Exercise 1: Suppose you want to find the two zeros of the quadratic ax2 + bx + c. (As you would expect, Matlab already has a procedure to do this automatically, but let us solve this independently.) Firstly, to solve 5x2 −17x−12 = 0, you should create, save and execute an M-file quadzeros.m (for example)

clear all

a=5, b=-17, c=-12

x1=(-b+sqrt(b^2-4*a*c))/(2*a)

x2=(-b-sqrt(b^2-4*a*c))/(2*a)

Then change this to find the zeros of each of the quadratics

3x² + 5x − 13       2x² − 7x + 23          2.34x² + πx − √6

Exercise 2: Suppose the three sides of a triangle have lengths (in cm) a = 11.7, b = 6.9, c = 7.1. Find the three angles A,B,C using the cosine rule

a² = b² + c² − 2bc cosA

and the sine rule

a/sinA = b/sinB = c/sinC

Convert the angles into degrees.

Construct the following in an M-file triangle.m, and then execute it.

clear all

a=11.7; b=6.9; c=7.1;

% let cA represent cos(A), and sB represent sin(B)

cA=(b^2+c^2-a^2)/(2*b*c);

A=acos(cA);

sB=b*sin(A)/a;

B=asin(sB);

C=pi-A-B;

% convert angles into degrees for output

A=A*180/pi; B=B*180/pi; C=C*180/pi;

fprintf(’angle A is %6.2f degrees \n’, A)

fprintf(’angle B is %6.2f degrees \n’, B)

fprintf(’angle C is %6.2f degrees \n’, C)

You will notice that the fprintf command produces neat output. In each case, the variable to be printed is at the end, while %6.2f stipulates where the value is to be printed along with how many positions (6) and how many decimal places (2). The \n moves to a new line after printing whatever precedes it, in preparation for more output.

Exercise 3: Consider the two simultaneous linear equations

a₁₁x + a₁₂y = b₁

a₂₁x + a₂₂y = b₂

MATLAB provides various ways to solve this automatically, given values for the coefficients, as we shall see later. But for now, you will write your own M-file. You will need to give values for the four coefficients and the numbers on the right hand side, find $detA$ = a₁₁a₂₂ − a₁₂a₂₁ so that

x = a₂₂b1 − a₁₂b_{2 /} detA and y = a₁₁b₂ − a₂₁b₁ / detA

providing detA ≠ 0. Test your M-file on the following two problems:

2x − 3y = 2              3x − 11y = 17

5x + 6y = 59           −6x + 22y = 23

The solution of the left system is x = 7, y = 4. The right system clearly does not have a solution.

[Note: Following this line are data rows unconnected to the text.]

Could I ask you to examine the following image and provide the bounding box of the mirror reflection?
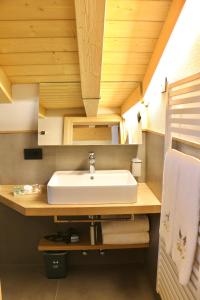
[38,111,125,145]
[38,83,143,145]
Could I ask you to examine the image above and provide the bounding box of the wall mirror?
[38,103,126,145]
[38,83,142,146]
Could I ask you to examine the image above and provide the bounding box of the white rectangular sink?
[47,170,137,205]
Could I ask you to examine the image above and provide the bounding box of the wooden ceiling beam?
[74,0,106,116]
[0,67,12,103]
[121,0,186,115]
[83,98,100,116]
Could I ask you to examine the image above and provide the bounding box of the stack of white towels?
[101,215,149,245]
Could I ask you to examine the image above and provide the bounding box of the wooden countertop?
[0,183,161,216]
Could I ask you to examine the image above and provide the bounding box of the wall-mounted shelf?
[38,238,149,252]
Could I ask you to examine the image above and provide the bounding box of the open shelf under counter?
[0,183,161,216]
[38,238,149,252]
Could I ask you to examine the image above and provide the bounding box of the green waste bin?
[43,251,68,279]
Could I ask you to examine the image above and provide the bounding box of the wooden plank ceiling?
[0,0,173,112]
[101,0,172,108]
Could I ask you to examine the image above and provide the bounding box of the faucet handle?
[89,152,95,159]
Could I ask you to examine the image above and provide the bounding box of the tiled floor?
[0,264,157,300]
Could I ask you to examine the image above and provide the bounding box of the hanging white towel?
[159,149,181,254]
[171,152,200,285]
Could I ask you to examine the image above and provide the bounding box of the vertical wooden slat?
[0,67,12,103]
[63,118,73,145]
[38,105,46,118]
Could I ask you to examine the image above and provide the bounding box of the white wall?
[0,84,38,131]
[144,0,200,134]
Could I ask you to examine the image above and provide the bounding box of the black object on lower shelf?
[44,229,80,244]
[43,251,68,279]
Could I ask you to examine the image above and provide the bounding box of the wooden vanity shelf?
[0,183,161,216]
[38,237,149,252]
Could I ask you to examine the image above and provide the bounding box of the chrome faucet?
[88,152,95,176]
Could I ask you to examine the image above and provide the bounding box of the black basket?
[43,251,68,279]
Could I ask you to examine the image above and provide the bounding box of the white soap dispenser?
[131,158,142,177]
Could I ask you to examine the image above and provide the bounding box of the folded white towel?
[171,152,200,285]
[101,215,149,235]
[160,149,181,254]
[102,232,149,245]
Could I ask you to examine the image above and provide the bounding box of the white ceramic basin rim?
[47,170,137,205]
[49,170,135,187]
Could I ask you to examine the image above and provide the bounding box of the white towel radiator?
[157,72,200,300]
[157,237,200,299]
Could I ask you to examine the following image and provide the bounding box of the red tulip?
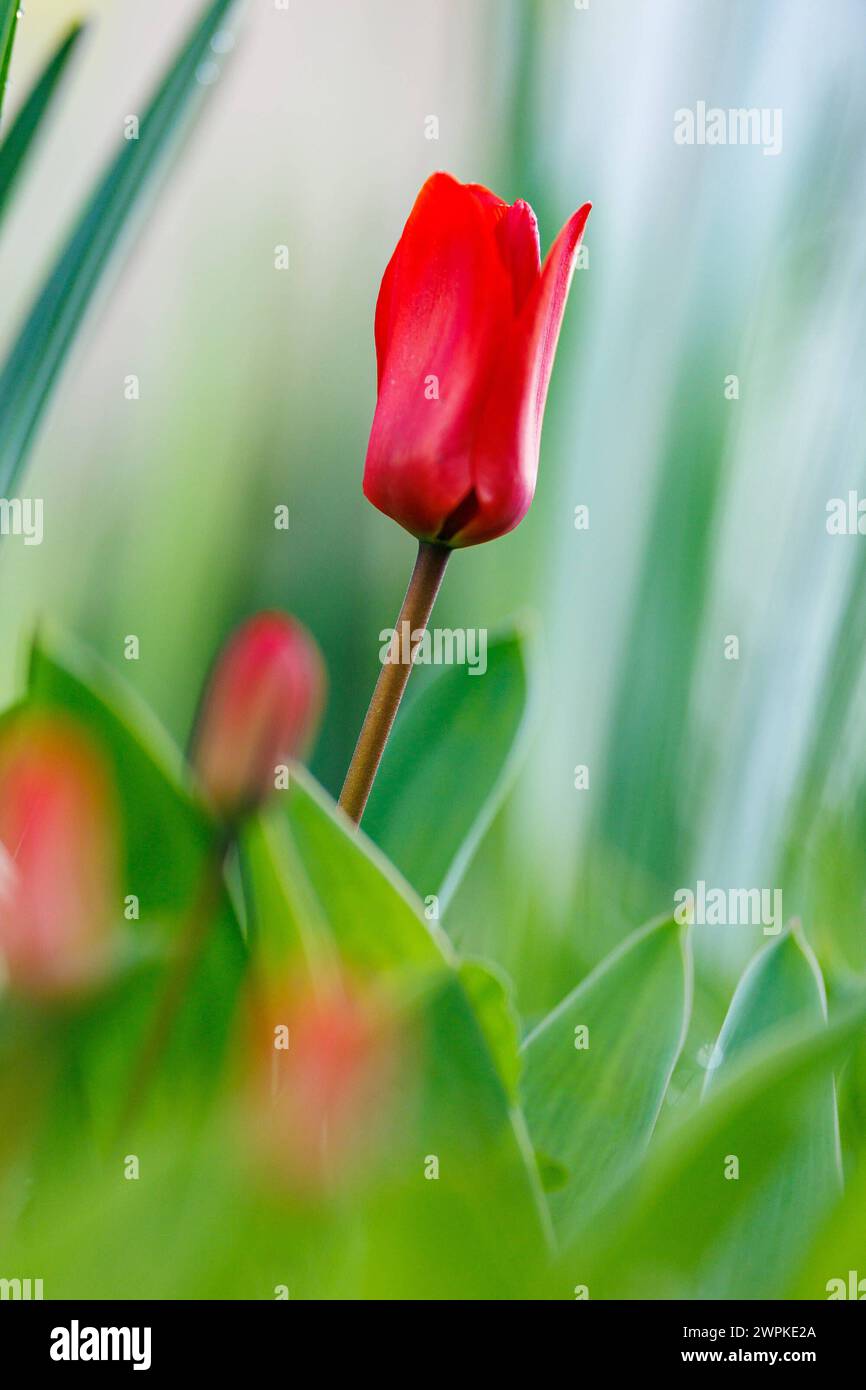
[363,171,591,548]
[192,612,325,818]
[0,716,118,999]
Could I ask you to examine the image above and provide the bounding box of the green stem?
[338,540,450,824]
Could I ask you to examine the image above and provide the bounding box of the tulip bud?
[192,612,325,820]
[364,172,591,547]
[243,977,398,1193]
[0,716,119,999]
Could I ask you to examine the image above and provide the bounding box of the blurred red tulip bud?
[0,716,119,999]
[364,171,591,547]
[244,978,398,1193]
[192,612,325,819]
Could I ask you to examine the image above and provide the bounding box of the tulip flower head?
[192,612,325,820]
[0,716,119,1000]
[364,172,591,547]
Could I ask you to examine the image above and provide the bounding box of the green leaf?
[239,769,552,1293]
[792,1150,866,1298]
[18,630,245,1139]
[835,990,866,1170]
[392,969,549,1297]
[693,924,840,1296]
[520,915,691,1243]
[0,0,240,496]
[534,1150,569,1193]
[280,767,448,973]
[362,625,533,912]
[240,811,326,980]
[0,23,85,223]
[703,924,831,1091]
[0,1,22,133]
[458,957,522,1103]
[573,992,863,1300]
[28,628,215,915]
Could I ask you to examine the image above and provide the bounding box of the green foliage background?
[1,0,866,1299]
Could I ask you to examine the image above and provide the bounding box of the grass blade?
[0,0,239,496]
[0,0,22,132]
[0,22,85,223]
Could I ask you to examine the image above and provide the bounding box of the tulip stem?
[339,540,450,824]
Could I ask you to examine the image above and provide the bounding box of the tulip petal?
[373,247,399,393]
[364,172,513,538]
[452,202,591,547]
[464,187,541,312]
[527,201,592,438]
[464,182,508,217]
[494,200,541,314]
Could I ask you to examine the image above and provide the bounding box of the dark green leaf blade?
[362,626,533,911]
[0,0,240,495]
[0,22,85,222]
[0,0,22,132]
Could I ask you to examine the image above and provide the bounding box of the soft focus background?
[2,0,866,1047]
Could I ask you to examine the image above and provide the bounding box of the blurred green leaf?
[574,992,863,1299]
[362,626,532,912]
[792,1153,866,1299]
[534,1149,569,1193]
[0,0,21,133]
[591,361,731,910]
[393,969,550,1297]
[458,957,522,1103]
[239,769,552,1291]
[240,809,327,981]
[19,630,245,1140]
[0,0,240,495]
[693,925,840,1297]
[0,22,85,223]
[279,767,446,973]
[245,789,525,1107]
[703,925,831,1090]
[789,805,866,977]
[28,628,215,914]
[836,989,866,1172]
[521,915,691,1243]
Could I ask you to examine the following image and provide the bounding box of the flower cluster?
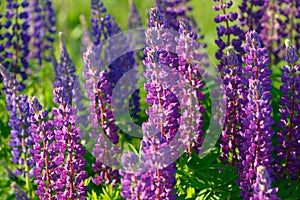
[11,182,30,200]
[54,33,76,105]
[238,0,266,37]
[277,0,300,56]
[31,90,87,199]
[259,1,281,64]
[276,40,300,180]
[175,19,206,154]
[237,31,276,199]
[0,11,4,67]
[2,0,30,85]
[29,0,56,68]
[90,0,140,121]
[213,0,245,165]
[121,8,180,199]
[213,0,243,61]
[155,0,193,31]
[219,46,246,165]
[0,64,35,190]
[90,0,109,46]
[128,0,142,28]
[30,35,87,199]
[83,49,121,187]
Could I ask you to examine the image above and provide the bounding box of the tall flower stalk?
[2,0,30,86]
[155,0,193,31]
[238,0,266,41]
[83,49,121,187]
[54,33,76,105]
[219,46,245,165]
[128,0,142,28]
[31,32,87,199]
[213,0,245,165]
[175,20,206,155]
[0,64,33,197]
[121,8,179,199]
[213,0,243,62]
[237,31,276,199]
[260,0,281,64]
[29,0,56,67]
[276,40,300,180]
[90,0,111,47]
[11,182,30,200]
[277,0,300,58]
[31,90,87,199]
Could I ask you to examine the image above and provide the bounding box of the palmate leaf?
[176,148,241,200]
[275,178,300,200]
[100,185,123,200]
[87,189,101,200]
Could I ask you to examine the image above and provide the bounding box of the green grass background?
[51,0,237,71]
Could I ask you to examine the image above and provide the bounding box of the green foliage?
[274,179,300,200]
[176,149,241,200]
[87,185,124,200]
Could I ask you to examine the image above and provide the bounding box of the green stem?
[25,160,31,198]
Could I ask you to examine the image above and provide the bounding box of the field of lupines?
[0,0,299,199]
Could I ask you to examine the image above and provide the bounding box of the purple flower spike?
[219,46,245,165]
[90,0,111,46]
[155,0,194,31]
[29,0,56,68]
[120,8,178,200]
[213,0,245,166]
[237,30,275,199]
[11,182,30,200]
[54,32,76,105]
[0,65,34,181]
[31,89,88,199]
[128,0,142,28]
[213,0,243,63]
[89,0,140,123]
[275,40,300,180]
[0,10,4,67]
[277,0,300,57]
[259,1,281,64]
[238,0,266,38]
[176,19,207,154]
[83,49,121,187]
[2,0,31,86]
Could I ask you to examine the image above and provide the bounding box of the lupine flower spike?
[175,19,206,155]
[121,7,181,199]
[2,0,30,86]
[260,1,281,64]
[0,65,34,197]
[155,0,193,31]
[219,46,245,165]
[11,182,30,200]
[239,0,266,37]
[213,0,243,62]
[83,49,121,187]
[277,0,300,56]
[237,31,275,199]
[276,39,300,180]
[29,0,56,68]
[128,0,142,28]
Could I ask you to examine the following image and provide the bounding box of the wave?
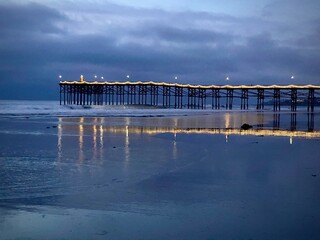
[0,100,236,118]
[0,100,317,118]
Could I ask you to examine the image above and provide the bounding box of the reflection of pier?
[57,117,106,163]
[57,116,319,143]
[57,115,319,163]
[270,113,314,131]
[101,126,320,139]
[60,79,320,111]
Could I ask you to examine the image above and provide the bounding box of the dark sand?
[0,111,320,240]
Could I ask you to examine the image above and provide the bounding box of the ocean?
[0,100,320,240]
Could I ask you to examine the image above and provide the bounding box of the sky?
[0,0,319,100]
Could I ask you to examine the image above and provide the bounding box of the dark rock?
[95,230,108,236]
[113,146,116,149]
[241,123,253,130]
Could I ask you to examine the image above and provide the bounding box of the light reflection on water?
[55,112,320,167]
[79,117,84,163]
[1,111,320,240]
[125,125,130,164]
[100,124,103,162]
[173,133,177,160]
[57,117,62,162]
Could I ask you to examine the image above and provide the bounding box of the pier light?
[94,75,97,79]
[126,75,130,79]
[226,76,230,81]
[59,75,62,79]
[291,75,295,80]
[175,76,178,80]
[101,76,104,80]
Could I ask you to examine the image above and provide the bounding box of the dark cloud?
[0,2,68,70]
[0,1,319,100]
[0,2,67,36]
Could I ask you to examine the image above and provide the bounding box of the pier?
[59,78,320,111]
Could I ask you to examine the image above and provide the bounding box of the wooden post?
[273,89,281,111]
[291,89,297,111]
[308,89,315,112]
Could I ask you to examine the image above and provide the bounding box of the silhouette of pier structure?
[59,78,320,111]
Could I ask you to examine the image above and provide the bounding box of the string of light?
[60,80,320,89]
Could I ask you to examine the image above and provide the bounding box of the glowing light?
[101,76,104,80]
[94,75,97,79]
[226,76,230,81]
[59,75,62,79]
[126,75,130,79]
[291,75,295,79]
[175,76,178,80]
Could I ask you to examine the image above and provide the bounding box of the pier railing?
[59,81,320,111]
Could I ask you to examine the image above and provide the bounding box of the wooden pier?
[59,79,320,111]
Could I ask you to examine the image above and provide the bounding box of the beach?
[0,101,320,240]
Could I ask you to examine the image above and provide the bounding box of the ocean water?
[0,101,320,240]
[0,100,316,118]
[0,100,236,117]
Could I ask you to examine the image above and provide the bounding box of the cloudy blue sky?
[0,0,319,99]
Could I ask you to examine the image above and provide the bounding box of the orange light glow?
[60,80,320,89]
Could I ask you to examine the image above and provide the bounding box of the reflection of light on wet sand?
[225,113,230,128]
[173,133,177,160]
[56,115,319,165]
[125,126,130,163]
[57,117,62,162]
[79,117,84,163]
[174,118,178,128]
[100,125,104,160]
[93,124,97,161]
[125,117,131,126]
[102,126,320,138]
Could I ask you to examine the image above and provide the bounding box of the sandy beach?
[0,110,320,240]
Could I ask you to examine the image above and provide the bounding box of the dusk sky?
[1,0,320,100]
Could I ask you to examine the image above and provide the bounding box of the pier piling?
[59,81,319,112]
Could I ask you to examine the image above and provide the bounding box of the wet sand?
[0,111,320,240]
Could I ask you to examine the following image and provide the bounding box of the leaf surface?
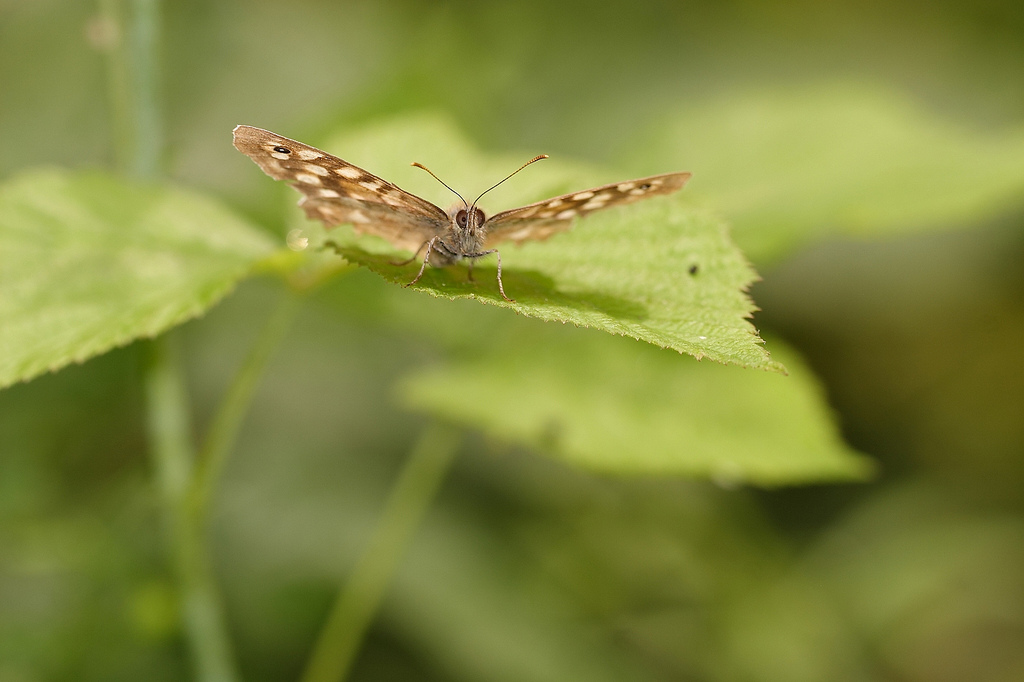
[0,169,276,388]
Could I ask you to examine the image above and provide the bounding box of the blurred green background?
[2,0,1024,681]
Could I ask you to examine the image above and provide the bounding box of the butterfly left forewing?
[233,125,449,252]
[482,171,692,247]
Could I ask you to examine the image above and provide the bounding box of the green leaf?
[301,114,779,371]
[628,83,1024,262]
[0,168,277,389]
[398,322,871,485]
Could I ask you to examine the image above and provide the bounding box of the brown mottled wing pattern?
[482,171,692,247]
[232,125,448,252]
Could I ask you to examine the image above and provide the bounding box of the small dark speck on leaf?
[689,264,699,275]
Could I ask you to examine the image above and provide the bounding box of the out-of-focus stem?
[105,0,241,679]
[301,423,461,682]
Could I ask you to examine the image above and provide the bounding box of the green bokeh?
[2,1,1023,681]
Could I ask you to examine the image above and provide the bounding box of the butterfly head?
[443,205,488,254]
[454,207,487,232]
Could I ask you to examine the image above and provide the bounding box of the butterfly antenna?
[471,155,549,207]
[411,162,468,208]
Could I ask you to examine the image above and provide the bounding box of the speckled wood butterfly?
[233,125,691,301]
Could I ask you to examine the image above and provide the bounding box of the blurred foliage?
[628,84,1024,262]
[2,1,1024,682]
[400,329,869,483]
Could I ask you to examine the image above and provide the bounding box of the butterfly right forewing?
[232,125,449,252]
[482,171,692,247]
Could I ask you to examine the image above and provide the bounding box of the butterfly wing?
[482,171,692,247]
[233,125,449,252]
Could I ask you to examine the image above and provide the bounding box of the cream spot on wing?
[305,163,329,176]
[319,189,340,198]
[336,166,362,179]
[296,149,322,160]
[617,182,635,192]
[537,210,557,218]
[581,192,613,210]
[546,198,564,208]
[556,209,577,220]
[508,227,533,240]
[294,173,322,185]
[360,180,382,192]
[270,151,290,160]
[381,192,403,206]
[348,210,371,223]
[571,191,595,201]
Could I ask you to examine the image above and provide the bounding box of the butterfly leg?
[405,237,438,288]
[390,240,430,267]
[469,249,513,302]
[466,259,476,283]
[494,251,513,303]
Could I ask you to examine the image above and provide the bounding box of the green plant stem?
[144,338,193,518]
[96,0,131,170]
[147,296,298,682]
[144,340,240,682]
[125,0,162,180]
[104,0,242,679]
[189,293,299,520]
[301,423,462,682]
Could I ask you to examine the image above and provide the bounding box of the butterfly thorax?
[431,205,488,264]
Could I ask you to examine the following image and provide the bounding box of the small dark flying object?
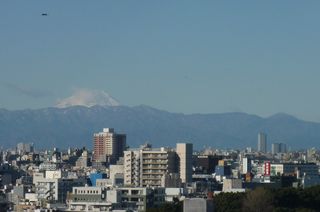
[42,13,48,16]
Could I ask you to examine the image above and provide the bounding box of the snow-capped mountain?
[55,89,120,108]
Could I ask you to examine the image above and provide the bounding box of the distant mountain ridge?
[0,105,319,150]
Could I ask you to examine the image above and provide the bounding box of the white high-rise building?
[124,144,178,187]
[176,143,193,184]
[241,157,251,174]
[258,132,267,153]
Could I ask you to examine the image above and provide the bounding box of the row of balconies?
[141,175,162,179]
[142,171,165,174]
[142,155,167,159]
[142,160,167,164]
[142,165,167,169]
[142,180,161,186]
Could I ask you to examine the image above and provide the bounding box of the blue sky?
[1,1,320,121]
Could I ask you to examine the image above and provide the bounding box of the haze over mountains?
[0,103,320,150]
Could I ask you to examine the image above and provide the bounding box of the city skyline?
[1,1,320,122]
[2,131,320,211]
[2,2,320,211]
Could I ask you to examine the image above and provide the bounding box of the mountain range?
[0,105,319,150]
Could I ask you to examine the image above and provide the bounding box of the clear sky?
[1,1,320,121]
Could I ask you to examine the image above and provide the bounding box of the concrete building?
[33,170,86,204]
[258,132,267,153]
[89,172,107,186]
[215,160,232,178]
[39,162,57,171]
[16,142,34,154]
[161,173,181,188]
[241,157,252,174]
[35,178,86,204]
[124,145,178,187]
[66,186,117,211]
[116,187,165,212]
[193,155,222,174]
[176,143,193,184]
[45,170,65,179]
[75,150,89,168]
[95,179,113,188]
[222,179,243,192]
[67,186,165,212]
[109,164,124,186]
[272,143,280,155]
[35,178,59,202]
[270,163,319,177]
[7,185,27,207]
[33,172,45,184]
[165,188,186,202]
[183,198,214,212]
[280,143,287,153]
[93,128,126,164]
[272,143,287,154]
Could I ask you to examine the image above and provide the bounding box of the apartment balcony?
[142,160,168,165]
[142,165,167,170]
[142,171,165,174]
[142,154,167,159]
[141,175,162,180]
[142,181,161,186]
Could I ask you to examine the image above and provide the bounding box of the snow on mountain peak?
[55,89,120,108]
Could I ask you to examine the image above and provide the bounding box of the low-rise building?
[222,179,244,192]
[183,198,214,212]
[270,163,319,177]
[66,186,115,211]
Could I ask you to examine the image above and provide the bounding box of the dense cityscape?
[1,128,320,211]
[2,2,320,211]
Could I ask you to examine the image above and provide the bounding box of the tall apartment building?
[272,143,287,154]
[241,157,252,174]
[124,144,178,187]
[258,132,267,153]
[16,142,34,154]
[93,128,126,164]
[176,143,193,184]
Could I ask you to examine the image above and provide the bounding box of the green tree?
[147,198,182,212]
[242,187,273,212]
[214,192,245,212]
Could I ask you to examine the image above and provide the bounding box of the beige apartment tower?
[176,143,193,184]
[124,144,178,187]
[93,128,126,164]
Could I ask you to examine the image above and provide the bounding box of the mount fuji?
[55,89,120,108]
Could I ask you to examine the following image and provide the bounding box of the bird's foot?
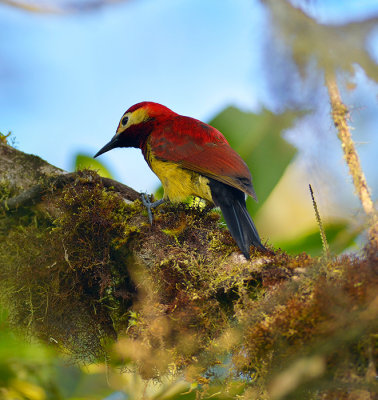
[141,193,165,224]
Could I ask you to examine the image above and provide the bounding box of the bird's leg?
[141,193,165,224]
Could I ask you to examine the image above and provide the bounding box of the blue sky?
[0,0,264,191]
[0,0,377,199]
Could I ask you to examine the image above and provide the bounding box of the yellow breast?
[146,150,213,203]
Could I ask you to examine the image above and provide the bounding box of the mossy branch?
[0,141,377,399]
[1,173,140,211]
[325,71,377,249]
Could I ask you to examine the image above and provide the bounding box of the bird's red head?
[94,102,177,158]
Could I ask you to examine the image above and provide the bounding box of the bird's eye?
[121,116,129,126]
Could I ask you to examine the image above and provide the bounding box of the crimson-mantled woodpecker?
[94,102,266,259]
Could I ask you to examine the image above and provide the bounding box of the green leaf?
[209,106,299,214]
[275,222,360,256]
[73,153,114,179]
[154,184,164,200]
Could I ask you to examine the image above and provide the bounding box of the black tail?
[209,179,266,259]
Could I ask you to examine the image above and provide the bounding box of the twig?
[0,0,131,14]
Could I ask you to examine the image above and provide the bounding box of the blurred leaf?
[0,363,15,386]
[74,153,114,179]
[209,106,299,214]
[9,379,46,400]
[0,309,54,398]
[264,0,378,81]
[0,310,52,362]
[154,184,164,200]
[276,222,359,256]
[0,308,115,399]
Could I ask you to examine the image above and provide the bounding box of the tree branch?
[0,141,376,399]
[0,0,132,14]
[2,173,140,211]
[0,142,139,211]
[325,71,377,249]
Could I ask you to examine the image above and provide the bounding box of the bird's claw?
[141,193,154,224]
[141,193,165,224]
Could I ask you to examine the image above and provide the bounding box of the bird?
[94,101,266,259]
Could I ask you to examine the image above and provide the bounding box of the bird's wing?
[149,117,257,200]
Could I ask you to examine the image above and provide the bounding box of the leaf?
[209,106,299,214]
[154,184,164,200]
[275,222,360,256]
[73,153,114,179]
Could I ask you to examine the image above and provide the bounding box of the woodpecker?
[94,102,266,259]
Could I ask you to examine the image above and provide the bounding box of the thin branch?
[325,71,377,249]
[0,0,131,14]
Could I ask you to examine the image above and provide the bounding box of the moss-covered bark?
[0,141,376,399]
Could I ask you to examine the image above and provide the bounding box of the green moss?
[0,131,11,144]
[1,168,376,398]
[0,178,12,203]
[232,250,378,397]
[0,170,140,361]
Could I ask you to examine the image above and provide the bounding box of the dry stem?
[309,184,330,258]
[325,71,377,249]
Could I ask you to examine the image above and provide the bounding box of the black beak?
[94,135,119,158]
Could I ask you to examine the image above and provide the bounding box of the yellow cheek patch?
[116,108,150,136]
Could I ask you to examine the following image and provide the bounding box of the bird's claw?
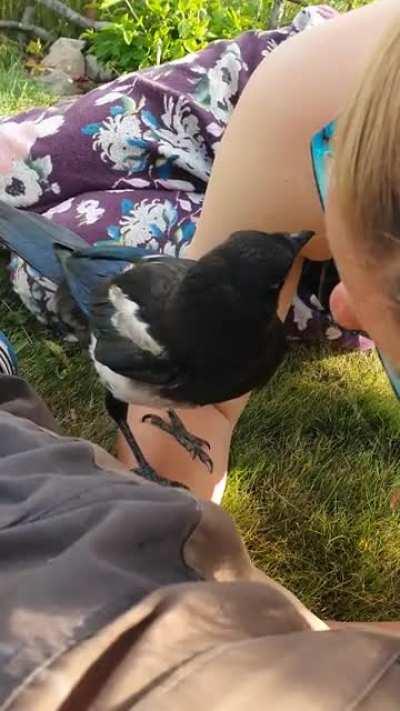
[142,411,214,473]
[131,463,189,490]
[194,446,214,473]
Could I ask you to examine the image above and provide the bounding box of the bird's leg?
[104,392,186,488]
[142,409,213,473]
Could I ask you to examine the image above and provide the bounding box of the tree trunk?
[269,0,285,29]
[18,5,35,44]
[34,0,111,31]
[0,20,54,42]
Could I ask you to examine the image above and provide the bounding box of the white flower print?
[84,97,151,174]
[206,122,224,138]
[261,37,281,57]
[94,91,129,106]
[119,199,178,248]
[293,7,329,32]
[45,197,74,219]
[10,257,60,328]
[178,193,203,212]
[156,179,195,191]
[310,294,324,311]
[191,43,246,127]
[112,177,150,189]
[178,198,192,211]
[0,150,59,208]
[35,115,64,137]
[186,192,203,205]
[76,199,105,226]
[292,295,314,332]
[144,95,211,181]
[95,113,145,171]
[11,258,52,323]
[0,161,42,207]
[31,155,52,178]
[326,325,343,341]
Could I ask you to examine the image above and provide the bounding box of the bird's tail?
[0,200,88,284]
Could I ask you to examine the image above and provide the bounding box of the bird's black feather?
[154,231,309,404]
[91,230,313,407]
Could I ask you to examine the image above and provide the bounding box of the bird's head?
[199,230,315,301]
[172,230,315,330]
[162,230,314,397]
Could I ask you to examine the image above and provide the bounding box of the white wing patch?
[108,285,163,355]
[89,335,172,407]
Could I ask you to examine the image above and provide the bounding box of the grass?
[226,350,400,620]
[0,38,57,116]
[2,49,400,623]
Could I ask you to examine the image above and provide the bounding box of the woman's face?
[326,186,400,367]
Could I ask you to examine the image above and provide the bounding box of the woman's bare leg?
[117,396,247,501]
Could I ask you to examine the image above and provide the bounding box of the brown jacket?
[0,376,399,710]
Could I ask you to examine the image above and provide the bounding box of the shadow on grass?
[225,348,400,621]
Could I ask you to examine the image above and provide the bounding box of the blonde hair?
[334,21,400,255]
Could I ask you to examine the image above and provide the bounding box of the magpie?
[0,200,313,485]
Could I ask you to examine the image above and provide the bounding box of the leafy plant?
[84,0,273,73]
[26,38,45,58]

Entering Long Expressions: if an expression does not fit on a single line, use three dots . . . to indicate that the statement continues on the next line. Do not leave any unnecessary blank spaces and press Enter or Return immediately to advance to the next line, and continue entering the statement. Be careful to create this break at a sensible point in the expression, preferably after a comma or mathematical operation.